Another more modern school of architecture, of which specimens are yet standing, strikingly illustrates the extent to which a race modifies the arts which it adopts. The example is all the more typical because it is drawn from a group of peoples professing the same religion but having different origins. I mean the Mussulmans, whose structures in Spain, Africa, Syria, Persia, and India present so considerable differences that it is impossible to arrange them in one class as we do the different styles of the Gothic. The correctness of this illustration is enforced by a reference to India, where, although the same religions and the same rule prevail throughout the land, the temple in the north and the pagoda in the south, consecrated to the same divinity, are as different from each other as a Grecian temple and a Gothic cathedral. This great peninsula furnishes the most suggestive and the most philosophical of historical books. It is now, in fact, the single country in which we can, by simple changes of place, transfer ourselves at will into different periods of time and observe still in life the series of successive stages which mankind has had to pass through to reach the higher levels of civilization. All the forms of evolution can be found there, from those representative of the stone age to those of the age of steam and electricity.

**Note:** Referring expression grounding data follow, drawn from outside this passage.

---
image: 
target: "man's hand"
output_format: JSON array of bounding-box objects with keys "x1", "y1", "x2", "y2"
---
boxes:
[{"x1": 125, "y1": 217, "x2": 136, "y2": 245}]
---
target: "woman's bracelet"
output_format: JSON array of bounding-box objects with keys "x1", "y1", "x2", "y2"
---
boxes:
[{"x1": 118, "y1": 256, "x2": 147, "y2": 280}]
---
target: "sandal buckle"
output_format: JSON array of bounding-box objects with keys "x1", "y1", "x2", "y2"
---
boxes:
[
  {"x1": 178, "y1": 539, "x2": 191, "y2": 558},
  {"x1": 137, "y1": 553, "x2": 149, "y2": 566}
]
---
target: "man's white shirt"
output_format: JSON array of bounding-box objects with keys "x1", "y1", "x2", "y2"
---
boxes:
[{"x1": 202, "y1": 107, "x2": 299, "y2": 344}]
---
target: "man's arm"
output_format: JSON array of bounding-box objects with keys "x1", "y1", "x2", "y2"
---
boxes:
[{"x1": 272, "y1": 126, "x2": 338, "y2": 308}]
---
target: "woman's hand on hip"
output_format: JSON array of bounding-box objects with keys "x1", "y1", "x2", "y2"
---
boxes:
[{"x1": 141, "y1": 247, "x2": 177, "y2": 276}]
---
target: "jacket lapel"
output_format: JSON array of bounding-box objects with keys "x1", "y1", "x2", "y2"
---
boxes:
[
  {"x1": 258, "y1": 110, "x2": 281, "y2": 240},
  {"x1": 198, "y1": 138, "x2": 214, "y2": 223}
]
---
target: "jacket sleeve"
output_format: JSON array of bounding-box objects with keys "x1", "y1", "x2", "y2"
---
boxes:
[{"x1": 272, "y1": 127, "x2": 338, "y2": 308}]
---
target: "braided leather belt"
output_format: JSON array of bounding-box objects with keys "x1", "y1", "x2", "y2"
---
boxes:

In this essay I have endeavored to set forth the principles: that the various elements, the aggregation of which constitutes a civilization—especially institutions, creeds, and arts—are the expression of certain modes of thinking and feeling special to each race, and inevitably suffer transformation in passing from one race to another; that they rarely undergo a parallel development among different races. With some, institutions—with others, literature, industry, or art—prevail. One or several of these elements may remain at an inferior level in the midst of a brilliant civilization, or it may stand high in a low civilization. Of all the factors having an influence on the adoption and evolution of the fundamental elements of a civilization, the most important is race. It holds a position much above that of the influence of political institutions, conquest, or religious belief, which is powerful everywhere else. When a people of a much higher race is in contact with a people of a much lower race—as the whites with the negroes—the latter can not immediately acquire anything useful from it. Two superior races confronting one another exert no action upon each other when, in consequence of differences in mental structure, they have incompatible civilizations. This condition exists when a highly civilized people finds itself in contact with a people having a very ancient and very different civilization, as when modern Europeans are brought into contact with the Hindus or the Chinese. When civilizations possessing compatible elements, like those of the Mussulmans and the Hindus, meet, they first overlay one another and then fuse as to their compatible elements. The civilizing action which some peoples can exercise upon others has been more profound the further we go back in history, because the elements of civilization were less complicated in ancient times than now. This power of action has been reduced from age to age.—Translated for The Popular Science Monthly from the Revue Scientifique.